Ni la Administración ni el Órgano jurisdiccional podían entenderlo de otro modo, por tratarse de la interpretación de una norma cuya literalidad es paradigma de auténtica unequivocidad, sobre todo yademás cuando el tema carecía de toda novedad por haberlo así considerado este Alto Tribunal, entre otras sentencias en las de 17 de marzo de 1989, 5 de febrero y 3 de julio de 1990, 7 de junio y 19 de septiembre de 1991 y 4 de mayo y 4 de noviembre de 1992; de modo que, con remitirnos a lo en las mismas explicitado y que en la presente se sintetiza, basta y sobra para llegar a la conclusión de que ha de ser confirmada la sentencia que se revisa.

Tercero

No procede hacer expresa imposición de costas a ninguna de las partes.

FALLAMOS

Declarando no haber lugar al recurso de apelación interpuesto por la representación procesal de doña María Inés , debemos confirmar y confirmamos la sentencia dictada, con fecha 6 de marzo de 1990, por la Sala de lo Contencioso-Administrativo del Tribunal Superior de Justicia de Valencia , en los autos de que aquél dimana, confirmatoria de las Resoluciones por las que se denegaba a aquélla autorización para la apertura de una oficina de farmacia en la localidad de Quart de Poblet, cuya sentencia declaramos firme, sin hacer expresa imposición de costas a ninguna de las partes.
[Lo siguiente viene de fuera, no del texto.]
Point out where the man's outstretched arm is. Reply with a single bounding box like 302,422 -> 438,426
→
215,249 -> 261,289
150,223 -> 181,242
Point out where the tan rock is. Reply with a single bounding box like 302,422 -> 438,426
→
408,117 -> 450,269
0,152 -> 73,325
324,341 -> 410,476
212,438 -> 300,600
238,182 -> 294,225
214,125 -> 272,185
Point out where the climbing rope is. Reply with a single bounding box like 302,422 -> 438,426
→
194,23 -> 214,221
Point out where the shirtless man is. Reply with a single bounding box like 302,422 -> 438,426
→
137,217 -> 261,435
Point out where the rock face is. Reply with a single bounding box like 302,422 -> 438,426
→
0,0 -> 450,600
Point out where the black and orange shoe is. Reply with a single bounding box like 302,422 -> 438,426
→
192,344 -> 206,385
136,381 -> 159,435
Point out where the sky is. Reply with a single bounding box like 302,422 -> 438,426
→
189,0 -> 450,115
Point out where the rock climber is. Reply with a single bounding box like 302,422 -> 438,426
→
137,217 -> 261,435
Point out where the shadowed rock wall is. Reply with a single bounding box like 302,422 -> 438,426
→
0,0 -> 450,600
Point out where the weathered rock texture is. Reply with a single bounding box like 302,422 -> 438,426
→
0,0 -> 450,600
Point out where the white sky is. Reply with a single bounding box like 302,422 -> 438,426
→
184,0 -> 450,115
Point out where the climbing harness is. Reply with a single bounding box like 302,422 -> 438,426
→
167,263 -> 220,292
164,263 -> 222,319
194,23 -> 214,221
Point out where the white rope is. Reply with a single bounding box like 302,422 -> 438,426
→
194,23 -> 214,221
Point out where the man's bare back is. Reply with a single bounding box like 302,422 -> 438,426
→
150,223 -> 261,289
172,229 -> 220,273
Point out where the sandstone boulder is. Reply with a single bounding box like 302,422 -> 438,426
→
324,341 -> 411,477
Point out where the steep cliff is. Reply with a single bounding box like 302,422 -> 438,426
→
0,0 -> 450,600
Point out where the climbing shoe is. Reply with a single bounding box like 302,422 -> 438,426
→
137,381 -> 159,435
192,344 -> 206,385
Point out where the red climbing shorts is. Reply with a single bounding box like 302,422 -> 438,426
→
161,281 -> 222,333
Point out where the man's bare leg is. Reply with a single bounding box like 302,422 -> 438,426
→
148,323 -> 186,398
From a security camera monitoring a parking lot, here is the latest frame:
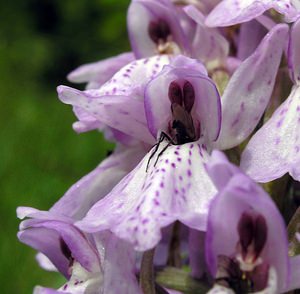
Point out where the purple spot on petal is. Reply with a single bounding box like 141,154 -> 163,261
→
142,218 -> 149,225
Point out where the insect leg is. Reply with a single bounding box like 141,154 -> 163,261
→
146,132 -> 170,172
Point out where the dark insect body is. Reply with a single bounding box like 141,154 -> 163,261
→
146,81 -> 197,171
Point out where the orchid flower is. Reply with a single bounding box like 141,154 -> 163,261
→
18,207 -> 141,294
76,57 -> 220,251
206,151 -> 300,293
241,20 -> 300,182
205,0 -> 300,27
60,25 -> 287,255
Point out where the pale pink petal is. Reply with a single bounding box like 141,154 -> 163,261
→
215,24 -> 288,149
241,87 -> 300,182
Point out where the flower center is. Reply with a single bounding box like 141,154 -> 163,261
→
168,81 -> 199,145
216,211 -> 270,293
148,19 -> 181,54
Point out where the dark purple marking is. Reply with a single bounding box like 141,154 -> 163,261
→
153,199 -> 160,206
183,81 -> 195,113
148,19 -> 171,44
142,218 -> 149,225
168,82 -> 183,106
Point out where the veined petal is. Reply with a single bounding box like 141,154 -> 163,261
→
184,5 -> 229,61
76,143 -> 216,251
206,0 -> 300,27
58,55 -> 170,144
206,150 -> 240,190
50,145 -> 146,220
18,213 -> 100,276
206,153 -> 290,291
127,0 -> 191,58
68,52 -> 135,89
237,20 -> 267,60
57,86 -> 153,144
18,228 -> 70,278
215,24 -> 288,149
241,86 -> 300,182
145,56 -> 221,142
288,19 -> 300,86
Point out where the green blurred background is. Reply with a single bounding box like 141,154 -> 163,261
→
0,0 -> 129,294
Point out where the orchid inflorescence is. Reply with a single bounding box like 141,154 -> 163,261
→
17,0 -> 300,294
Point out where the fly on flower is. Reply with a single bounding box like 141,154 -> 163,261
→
147,81 -> 199,169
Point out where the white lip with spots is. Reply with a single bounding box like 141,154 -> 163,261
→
76,141 -> 216,251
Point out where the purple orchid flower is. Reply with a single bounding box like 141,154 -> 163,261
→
18,207 -> 141,294
56,25 -> 287,251
206,151 -> 300,293
241,20 -> 300,182
127,0 -> 229,61
77,57 -> 220,251
205,0 -> 300,27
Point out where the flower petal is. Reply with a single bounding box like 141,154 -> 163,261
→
216,24 -> 288,149
50,145 -> 146,220
58,55 -> 170,144
33,286 -> 64,294
206,150 -> 240,190
206,154 -> 289,290
206,0 -> 299,27
288,19 -> 300,85
102,234 -> 142,294
68,52 -> 135,89
241,87 -> 300,182
76,143 -> 216,251
285,255 -> 300,292
18,212 -> 100,275
145,56 -> 221,141
237,20 -> 267,60
18,228 -> 70,278
184,5 -> 229,61
35,253 -> 57,272
127,0 -> 191,58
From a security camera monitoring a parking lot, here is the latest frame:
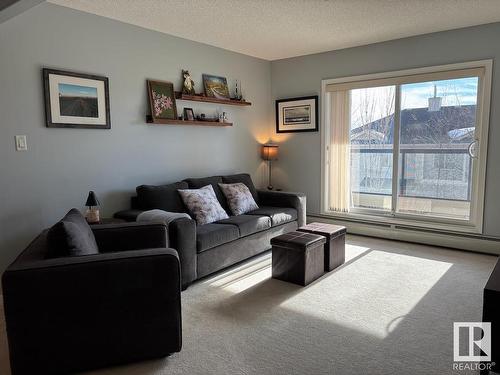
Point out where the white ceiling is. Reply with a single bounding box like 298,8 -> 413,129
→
48,0 -> 500,60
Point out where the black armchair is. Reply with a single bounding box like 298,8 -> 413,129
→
2,223 -> 182,375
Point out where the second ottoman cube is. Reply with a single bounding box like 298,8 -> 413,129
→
271,232 -> 326,286
298,223 -> 346,272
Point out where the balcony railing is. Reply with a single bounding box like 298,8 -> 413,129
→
351,143 -> 472,202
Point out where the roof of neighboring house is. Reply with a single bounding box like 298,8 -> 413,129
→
351,105 -> 476,144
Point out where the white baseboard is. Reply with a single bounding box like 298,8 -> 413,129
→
307,215 -> 500,255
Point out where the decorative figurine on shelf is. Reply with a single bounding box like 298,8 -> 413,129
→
234,79 -> 243,100
182,69 -> 196,95
85,191 -> 101,224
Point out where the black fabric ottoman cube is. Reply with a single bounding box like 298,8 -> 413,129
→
271,232 -> 326,286
298,223 -> 346,272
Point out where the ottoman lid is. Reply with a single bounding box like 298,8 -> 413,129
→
299,223 -> 346,238
271,232 -> 326,250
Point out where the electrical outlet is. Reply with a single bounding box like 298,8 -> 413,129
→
16,135 -> 28,151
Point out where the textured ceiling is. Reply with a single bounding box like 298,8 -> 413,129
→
49,0 -> 500,60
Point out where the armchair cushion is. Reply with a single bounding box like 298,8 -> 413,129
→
47,208 -> 99,258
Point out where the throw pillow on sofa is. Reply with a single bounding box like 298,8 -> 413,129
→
47,208 -> 99,258
178,185 -> 229,225
219,182 -> 259,216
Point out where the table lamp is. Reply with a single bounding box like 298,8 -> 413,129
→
261,143 -> 279,190
85,191 -> 100,224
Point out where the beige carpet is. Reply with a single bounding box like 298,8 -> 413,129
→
0,236 -> 496,375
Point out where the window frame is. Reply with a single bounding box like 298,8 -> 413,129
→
320,59 -> 493,233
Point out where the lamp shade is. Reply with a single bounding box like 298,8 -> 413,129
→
261,144 -> 279,160
85,191 -> 100,207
Y, a su tiempo, con certificación de esta sentencia, devuélvanse las actuaciones de Primera Instancia y expediente administrativo a la Sala de su procedencia.

ASI por esta nuestra sentencia firme, que se insertará en la COLECCION LEGISLATIVA, lo pronunciamos, mandamos y firmamos. Antonio Bruguera Manté. Jorge Rodríguez Zapata Pérez. José María Reyes Monterreal. Rubricados.

Publicación: Leída y publicada fue la anterior sentencia, en audiencia pública, por el Excmo. Sr. don José María Reyes Monterreal, Magistrado Ponente en estos autos, de lo qué, como Secretario, certifico.